HC10 Flashcards
Functioneel daderschap is een deelnemingsvorm. Bij functioneel daderschap ga je de fysieke handeling van de werknemer toerekenen aan de functionele handeling van een leidinggevende/baas. Hoe toets je aan functioneel daderschap?
- Daderschap: Kan de fysieke gedraging van de medewerker worden aangemerkt als daderschap?
Vereisten:
- Beschikken –> HR IJzerdraad. Er is sprake van beschikken als sprake is van feitelijk zeggenschap. Je kon het bewerkstelligen of tegenhouden dat de handeling zou gebeuren. Je zou feitelijk kunnen ingrijpen.
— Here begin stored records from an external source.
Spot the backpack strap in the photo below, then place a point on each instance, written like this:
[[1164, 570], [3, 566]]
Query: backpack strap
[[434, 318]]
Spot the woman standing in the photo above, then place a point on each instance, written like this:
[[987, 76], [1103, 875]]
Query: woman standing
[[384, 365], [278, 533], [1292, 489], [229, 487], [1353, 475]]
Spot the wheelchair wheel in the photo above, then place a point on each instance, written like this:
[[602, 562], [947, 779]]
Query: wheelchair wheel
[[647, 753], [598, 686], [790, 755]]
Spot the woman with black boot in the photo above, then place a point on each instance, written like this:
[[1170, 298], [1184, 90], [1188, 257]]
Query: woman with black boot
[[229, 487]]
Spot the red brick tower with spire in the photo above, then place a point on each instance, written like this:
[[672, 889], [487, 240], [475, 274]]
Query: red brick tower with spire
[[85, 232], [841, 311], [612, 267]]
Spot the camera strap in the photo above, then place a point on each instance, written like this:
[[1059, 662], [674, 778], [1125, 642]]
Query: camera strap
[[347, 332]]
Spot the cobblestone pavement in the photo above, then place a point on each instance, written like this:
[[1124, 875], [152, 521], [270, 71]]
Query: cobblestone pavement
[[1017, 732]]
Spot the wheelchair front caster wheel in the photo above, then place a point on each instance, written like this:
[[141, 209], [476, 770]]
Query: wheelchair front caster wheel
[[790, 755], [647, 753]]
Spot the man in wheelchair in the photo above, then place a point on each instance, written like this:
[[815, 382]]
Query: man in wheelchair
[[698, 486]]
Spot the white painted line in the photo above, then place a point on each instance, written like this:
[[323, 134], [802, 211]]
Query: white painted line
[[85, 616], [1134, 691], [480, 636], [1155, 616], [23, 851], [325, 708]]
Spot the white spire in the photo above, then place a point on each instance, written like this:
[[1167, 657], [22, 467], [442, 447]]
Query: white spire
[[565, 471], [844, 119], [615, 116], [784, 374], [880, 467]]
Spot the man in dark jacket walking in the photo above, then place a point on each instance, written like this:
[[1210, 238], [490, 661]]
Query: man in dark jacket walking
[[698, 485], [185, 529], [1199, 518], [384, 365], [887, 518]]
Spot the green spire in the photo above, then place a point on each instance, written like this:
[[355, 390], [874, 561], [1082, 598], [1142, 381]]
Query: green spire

- Aanvaarden –> HR Ijzerdraad. Dat je de handeling goedkeurt of door de vingers ziet. Dat is plachten te aanvaarden, het gewoon laten gebeuren.
Aanvulling door Drijfmest-arrest: Het niet betrachten van de in redelijkheid te vergen zorg –> zorgplicht.
Tussenconclusie: Je hebt te maken met functioneel daderschap als van beschikken en aanvaarden sprake is.
- Aansprakelijkheid:
Als het gaat om een misdrijf, moet je kijken of er sprake is van opzet/culpa bij de feitelijke dader zelf. Het gaat hier om opzet op de gedraging. Hierbij is voorwaardelijk opzet genoeg.
Bij een overtreding gaan daderschap en aansprakelijkheid samen. Aansprakelijkheid kan worden verondersteld als sprake is van daderschap.
Met welke stappen toets je de strafrechtelijke aansprakelijkheid van rechtspersonen?
- Is er sprake van een rechtspersoon?
- Normadressaat
- Daderschap
- Aansprakelijkheid
Waar vind je of er sprake is van een rechtspersoon?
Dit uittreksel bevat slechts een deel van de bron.